Volunteer for NIAID-funded clinical studies related to sexually transmitted diseases on ClinicalTrials.gov.
Some common STDs are curable, while others are incurable but treatable. All, however, are preventable. That’s why a team of researchers spread across multiple institutions and continents is working toward a clearer understanding of the way HIV and other STDs are acquired and spread. Their striking results have attracted the attention of international health organizations and could potentially influence public health policy.

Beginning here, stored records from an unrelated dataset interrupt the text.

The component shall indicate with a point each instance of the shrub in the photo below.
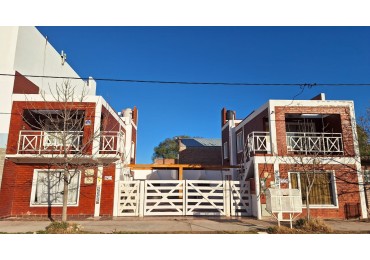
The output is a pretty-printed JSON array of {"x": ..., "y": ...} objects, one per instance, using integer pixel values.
[
  {"x": 314, "y": 225},
  {"x": 63, "y": 228}
]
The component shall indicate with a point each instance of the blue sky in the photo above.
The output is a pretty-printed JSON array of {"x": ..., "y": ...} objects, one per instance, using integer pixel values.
[{"x": 213, "y": 54}]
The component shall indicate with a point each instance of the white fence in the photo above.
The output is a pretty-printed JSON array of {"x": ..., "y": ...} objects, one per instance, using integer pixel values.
[
  {"x": 326, "y": 143},
  {"x": 186, "y": 197}
]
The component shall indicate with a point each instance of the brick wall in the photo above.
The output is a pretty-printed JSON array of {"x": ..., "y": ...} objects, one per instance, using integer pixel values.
[
  {"x": 17, "y": 122},
  {"x": 16, "y": 192},
  {"x": 345, "y": 118},
  {"x": 346, "y": 184},
  {"x": 2, "y": 160}
]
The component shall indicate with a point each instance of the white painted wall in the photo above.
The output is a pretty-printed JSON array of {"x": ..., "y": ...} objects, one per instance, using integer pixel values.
[
  {"x": 36, "y": 56},
  {"x": 25, "y": 49}
]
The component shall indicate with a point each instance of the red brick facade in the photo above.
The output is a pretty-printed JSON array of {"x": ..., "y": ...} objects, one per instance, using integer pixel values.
[
  {"x": 18, "y": 176},
  {"x": 345, "y": 118}
]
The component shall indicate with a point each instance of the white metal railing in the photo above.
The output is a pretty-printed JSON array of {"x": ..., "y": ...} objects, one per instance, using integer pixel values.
[
  {"x": 259, "y": 142},
  {"x": 111, "y": 142},
  {"x": 307, "y": 142},
  {"x": 37, "y": 142}
]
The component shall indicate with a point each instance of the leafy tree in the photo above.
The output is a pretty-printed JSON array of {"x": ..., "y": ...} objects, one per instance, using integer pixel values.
[
  {"x": 168, "y": 149},
  {"x": 363, "y": 133}
]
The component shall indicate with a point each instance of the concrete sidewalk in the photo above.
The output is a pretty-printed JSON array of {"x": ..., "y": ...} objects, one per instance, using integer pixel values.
[
  {"x": 147, "y": 225},
  {"x": 163, "y": 225}
]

Since the late 1990s, a team of researchers from the NIAID Laboratory of Immunoregulation (LIR), the Johns Hopkins Bloomberg School of Public Health, and the Rakai Health Sciences Program in Uganda has sought better ways to diagnose and prevent HIV, chlamydia, genital herpes, syphilis, human papillomavirus (HPV), and gonorrhea. A large portion of the team’s research has taken place in the Rakai district of Uganda, where a study of a group of 12,000 people has led to breakthroughs in STD diagnosis and prevention. The program is headed by Thomas Quinn, M.D., M.Sc., director of the Johns Hopkins Center for Global Health and chief of the International HIV/STD Section of LIR at NIAID.
In 2005, a Rakai study overseen by Ronald Gray, M.B.B.S., M.Sc., and Maria Wawer, M.D., M.H.S., both of Johns Hopkins, and David Serwadda, M.B.Ch.B., M.Med., M.P.H., of Makerere University College of Health Sciences, revealed a startling result: After surgical circumcision, heterosexual men in the Rakai cohort showed a 60 percent reduction in the rate of HIV infection compared to heterosexual male study participants who were not circumcised.

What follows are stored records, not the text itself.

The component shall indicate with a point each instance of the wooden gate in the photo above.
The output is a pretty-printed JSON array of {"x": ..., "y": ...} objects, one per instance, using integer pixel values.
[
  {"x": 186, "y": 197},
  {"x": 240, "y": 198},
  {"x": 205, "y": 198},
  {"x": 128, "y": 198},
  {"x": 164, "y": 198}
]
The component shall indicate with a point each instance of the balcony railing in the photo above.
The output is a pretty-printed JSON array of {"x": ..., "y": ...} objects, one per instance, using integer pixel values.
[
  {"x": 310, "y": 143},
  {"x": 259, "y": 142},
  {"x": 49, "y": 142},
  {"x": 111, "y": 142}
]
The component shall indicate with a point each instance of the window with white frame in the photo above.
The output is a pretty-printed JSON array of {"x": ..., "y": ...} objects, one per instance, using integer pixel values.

The results were so definitive that Dr. Quinn’s team halted the study and offered circumcision to the control group. This astounding proof of circumcision as an effective HIV prevention method was named the top medical breakthrough of 2007 by Time magazine. That same year, the World Health Organization and the Joint United Nations Programme on HIV/AIDS both endorsed male circumcision as an effective means of decreasing the spread of HIV.
The study’s success raised another question: Would circumcision have any secondary outcomes? The researchers decided to test their success against other common STDs, and the results were equally promising: Men circumcised at the beginning of the study had a 50-percent reduction in rates of genital ulcer disease predominately caused by genital herpes and a 30- to 35-percent reduction in rates of HPV, including the types of HPV that cause cancer. The benefits also extended to the wives of the circumcised men: a 50-percent reduction in rates of genital ulcer disease, as well as a dramatic reduction in other STDs such as trichomoniasis and bacterial vaginosis.

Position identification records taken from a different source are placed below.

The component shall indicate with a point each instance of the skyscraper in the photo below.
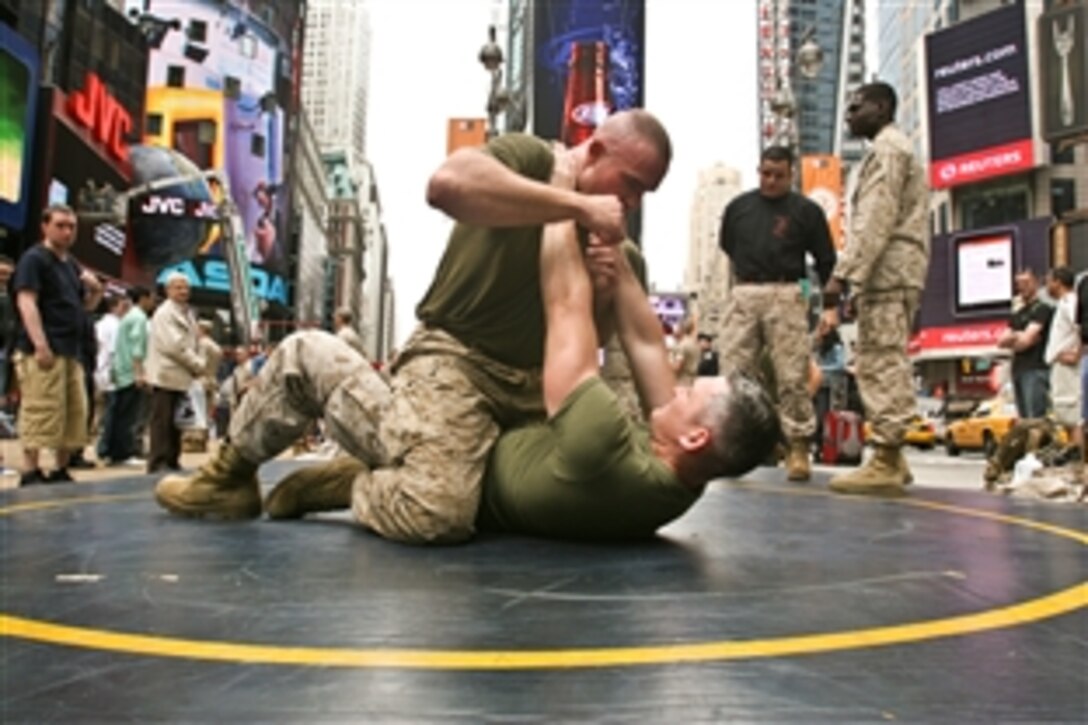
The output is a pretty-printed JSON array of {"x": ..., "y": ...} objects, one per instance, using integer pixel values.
[
  {"x": 336, "y": 75},
  {"x": 818, "y": 103},
  {"x": 902, "y": 26},
  {"x": 707, "y": 271}
]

Dr. Quinn’s lab is also working to make chlamydia easier to diagnose and, as a result, easier to prevent among uninfected people. The typical method of diagnosing chlamydia among women is a pelvic exam in a physician’s office. But researchers in Dr. Quinn’s lab, in conjunction with Charlotte Gaydos, Dr.P.H., professor of infectious diseases at Johns Hopkins, helped to develop a method of chlamydia screening using either urine or a self-administered vaginal or penile swab that makes diagnosis more convenient and private.
The researchers are considering using the website to distribute newly developed tests for other STDs, including those that could be performed at home. Dr. Quinn and his team were among the first to demonstrate that such a non-invasive screening for STDs could extend public health efforts to control STDs beyond the hospital or physician’s office.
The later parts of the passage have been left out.